As I hurried across the college garden to the dining hall, I realized with a certain wry amusement that my little gesture of defiance had occurred on Ash Wednesday, the first day of Lent. That morning, the nuns had knelt at the altar rail to receive their smudge of ash, as the priest muttered: Remember, man, that thou art dust and unto dust thou shalt return. This memento mori began a period of religious observance that was even more intense than usual. Right now, in the convent refectory, the nuns would be lining up to perform special public penances in reparation for their faults. The sense of effort and determination to achieve a greater level of perfection than ever before would be almost tangible, and this was the day on which I had deliberately opted to be late for dinner!

As I pushed back the heavy glass door, I was confronted with a very different scene from the one I had just been imagining. The noise alone was an assault, as the unrestrained, babbling roar of four hundred students slapped me in the face. To encourage constant prayer and recollection, our rule had stipulated that we refrain from speech all day; talking was permitted only for an hour after lunch and after dinner, when the community gathered for sewing and general recreation. We were trained to walk quietly, to open and close doors as silently as possible, to laugh in a restrained trill, and if speech was unavoidable in the course of our duties, to speak only a few words in a low voice.

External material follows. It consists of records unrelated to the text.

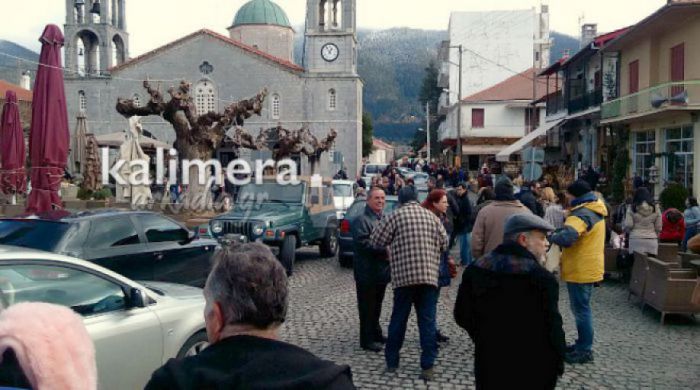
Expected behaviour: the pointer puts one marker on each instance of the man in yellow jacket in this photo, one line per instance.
(582, 264)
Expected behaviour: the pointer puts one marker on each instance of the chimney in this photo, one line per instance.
(588, 33)
(25, 81)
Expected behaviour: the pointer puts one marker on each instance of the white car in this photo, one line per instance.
(343, 196)
(136, 327)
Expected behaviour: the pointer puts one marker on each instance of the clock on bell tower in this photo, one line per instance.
(331, 37)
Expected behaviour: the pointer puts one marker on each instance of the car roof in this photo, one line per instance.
(10, 252)
(76, 216)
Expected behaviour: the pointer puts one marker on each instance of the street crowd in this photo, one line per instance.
(515, 245)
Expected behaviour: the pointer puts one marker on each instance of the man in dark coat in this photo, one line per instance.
(508, 303)
(371, 270)
(246, 302)
(461, 210)
(527, 197)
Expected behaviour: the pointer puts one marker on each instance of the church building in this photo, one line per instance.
(323, 92)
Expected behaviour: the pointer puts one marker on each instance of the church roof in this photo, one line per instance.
(261, 12)
(279, 61)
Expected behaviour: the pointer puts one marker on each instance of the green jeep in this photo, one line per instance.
(285, 217)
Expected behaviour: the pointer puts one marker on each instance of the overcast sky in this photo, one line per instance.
(152, 23)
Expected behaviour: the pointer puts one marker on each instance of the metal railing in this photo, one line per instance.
(586, 101)
(662, 96)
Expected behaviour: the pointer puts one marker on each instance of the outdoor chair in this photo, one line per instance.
(638, 276)
(686, 257)
(671, 290)
(668, 252)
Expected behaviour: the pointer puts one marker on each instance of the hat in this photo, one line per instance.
(407, 194)
(519, 223)
(579, 188)
(504, 187)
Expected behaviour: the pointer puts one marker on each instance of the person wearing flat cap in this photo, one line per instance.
(508, 304)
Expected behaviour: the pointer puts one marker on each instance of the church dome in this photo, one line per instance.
(261, 12)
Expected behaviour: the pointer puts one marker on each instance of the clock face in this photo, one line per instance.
(330, 52)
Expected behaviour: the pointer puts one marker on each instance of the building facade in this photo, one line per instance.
(326, 93)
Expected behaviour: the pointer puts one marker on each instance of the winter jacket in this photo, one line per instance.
(505, 284)
(528, 198)
(370, 263)
(672, 231)
(644, 223)
(45, 346)
(488, 227)
(583, 240)
(248, 362)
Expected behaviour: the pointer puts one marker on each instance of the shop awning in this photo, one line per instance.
(504, 155)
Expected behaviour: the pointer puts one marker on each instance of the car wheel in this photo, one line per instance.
(287, 253)
(345, 261)
(194, 345)
(329, 245)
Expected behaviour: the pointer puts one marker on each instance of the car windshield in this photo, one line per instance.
(35, 234)
(271, 193)
(342, 190)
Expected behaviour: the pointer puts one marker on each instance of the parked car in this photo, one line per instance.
(370, 170)
(136, 327)
(343, 196)
(285, 217)
(345, 232)
(140, 245)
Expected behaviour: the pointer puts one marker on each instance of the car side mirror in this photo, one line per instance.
(137, 298)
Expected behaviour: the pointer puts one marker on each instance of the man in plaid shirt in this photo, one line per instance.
(416, 238)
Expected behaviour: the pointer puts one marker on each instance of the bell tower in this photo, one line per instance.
(96, 37)
(331, 37)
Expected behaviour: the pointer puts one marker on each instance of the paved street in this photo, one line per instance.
(632, 350)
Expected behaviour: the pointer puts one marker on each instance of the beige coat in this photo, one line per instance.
(488, 227)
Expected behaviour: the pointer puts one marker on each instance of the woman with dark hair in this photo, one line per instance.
(643, 223)
(692, 219)
(437, 203)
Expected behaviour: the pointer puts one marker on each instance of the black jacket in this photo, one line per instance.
(508, 304)
(527, 198)
(247, 362)
(370, 264)
(461, 208)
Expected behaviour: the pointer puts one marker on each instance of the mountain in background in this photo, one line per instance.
(391, 63)
(11, 68)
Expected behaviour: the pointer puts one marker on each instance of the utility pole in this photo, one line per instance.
(427, 125)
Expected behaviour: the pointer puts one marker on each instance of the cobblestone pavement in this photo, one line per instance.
(632, 350)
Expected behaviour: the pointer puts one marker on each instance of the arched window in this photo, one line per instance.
(332, 99)
(205, 97)
(275, 106)
(82, 101)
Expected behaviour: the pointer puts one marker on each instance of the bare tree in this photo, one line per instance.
(197, 135)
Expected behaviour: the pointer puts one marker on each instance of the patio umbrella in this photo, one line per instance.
(78, 144)
(92, 177)
(49, 136)
(13, 177)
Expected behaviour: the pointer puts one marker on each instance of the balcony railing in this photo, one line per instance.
(556, 103)
(663, 96)
(586, 101)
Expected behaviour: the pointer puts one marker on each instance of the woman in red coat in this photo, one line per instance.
(673, 226)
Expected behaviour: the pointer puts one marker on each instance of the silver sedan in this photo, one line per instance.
(136, 327)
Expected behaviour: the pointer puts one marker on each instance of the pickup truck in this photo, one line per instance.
(285, 217)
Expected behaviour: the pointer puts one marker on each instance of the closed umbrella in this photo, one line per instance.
(78, 145)
(13, 177)
(49, 135)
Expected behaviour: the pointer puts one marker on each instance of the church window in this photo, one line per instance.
(332, 99)
(275, 106)
(82, 101)
(205, 97)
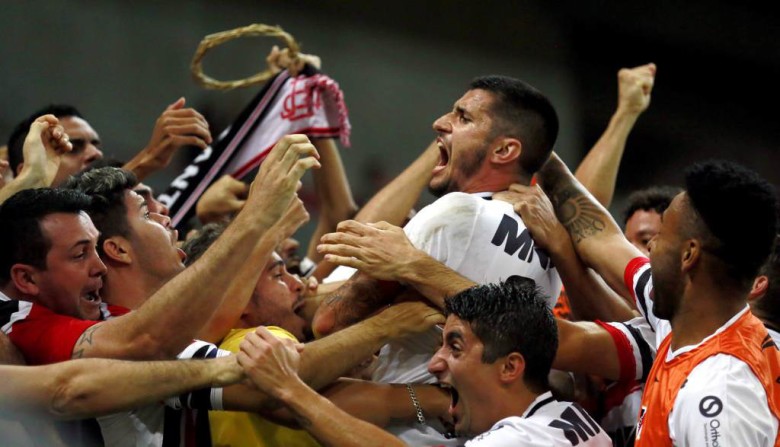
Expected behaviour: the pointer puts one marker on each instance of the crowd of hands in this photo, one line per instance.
(369, 239)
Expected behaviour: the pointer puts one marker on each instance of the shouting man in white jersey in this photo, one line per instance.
(501, 131)
(498, 347)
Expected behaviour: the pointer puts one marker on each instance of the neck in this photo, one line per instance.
(491, 179)
(707, 304)
(128, 287)
(516, 406)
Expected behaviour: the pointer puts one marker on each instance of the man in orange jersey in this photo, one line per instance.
(715, 378)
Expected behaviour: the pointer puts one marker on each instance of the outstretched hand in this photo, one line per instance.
(176, 127)
(279, 60)
(537, 212)
(222, 199)
(270, 363)
(634, 88)
(380, 250)
(44, 146)
(279, 178)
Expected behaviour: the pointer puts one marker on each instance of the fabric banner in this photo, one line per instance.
(310, 103)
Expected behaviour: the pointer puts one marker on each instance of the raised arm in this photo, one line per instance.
(90, 387)
(272, 366)
(335, 196)
(325, 360)
(176, 127)
(598, 170)
(44, 145)
(394, 202)
(169, 320)
(590, 298)
(597, 239)
(383, 251)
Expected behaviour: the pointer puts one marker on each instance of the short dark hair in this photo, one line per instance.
(739, 214)
(21, 238)
(524, 113)
(195, 246)
(654, 198)
(107, 187)
(16, 140)
(511, 317)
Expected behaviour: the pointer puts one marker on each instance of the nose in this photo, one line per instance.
(98, 268)
(294, 283)
(437, 365)
(162, 219)
(442, 124)
(91, 154)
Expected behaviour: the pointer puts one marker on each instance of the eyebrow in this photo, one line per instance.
(452, 336)
(275, 264)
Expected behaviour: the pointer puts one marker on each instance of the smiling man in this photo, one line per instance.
(499, 343)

Lent was an especially silent time. But there was no Lenten atmosphere in college tonight. Students hailed one another noisily across the room, yelled greetings to friends, and argued vigorously, with wild, exaggerated gestures. Instead of the monochrome convent scene black-and-white habits, muffled, apologetic clinking of cutlery, and the calm, expressionless voice of the readerthere was a riot of color, bursts of exuberant laughter, and shouts of protest. But whether I liked it or not, this was my world now.

I am not quite sure of the reason for what happened next. It may have been that part of my mind was absent, still grappling with my essay, or that I was disoriented by the contrast between the convent scene I had been envisaging and the cheerful profanity of the spectacle in front of me. But instead of bowing briefly to the principal in mute apology for my lateness, as college etiquette demanded, I found to my horror that I had knelt down and kissed the floor.

This was the scene with which I opened Beginning the World, my first attempt to tell the story of my return to secular life. I realize that it presents me in a ridiculous and undignified light, but it still seems a good place to start, because it was a stark illustration of my plight. Outwardly I probably looked like any other student in the late 1960s, but I continued to behave like a nun. Unless I exerted constant vigilance, my mind, heart, and body betrayed me. Without giving it a seconds thought, I had instinctively knelt in the customary attitude of contrition and abasement. We always kissed the floor when we entered a room late and disturbed a community duty. This had seemed strange at first, but after a few weeks it had become second nature. Yet a quick glance at the girls seated at the tables next to the door, who were staring at me incredulously, reminded me that what was normal behavior in the convent was little short of deranged out here. As I rose to my feet, cold with embarrassment, I realized that my reactions were entirely different from those of most of my contemporaries in this strange new world. Perhaps they always would be.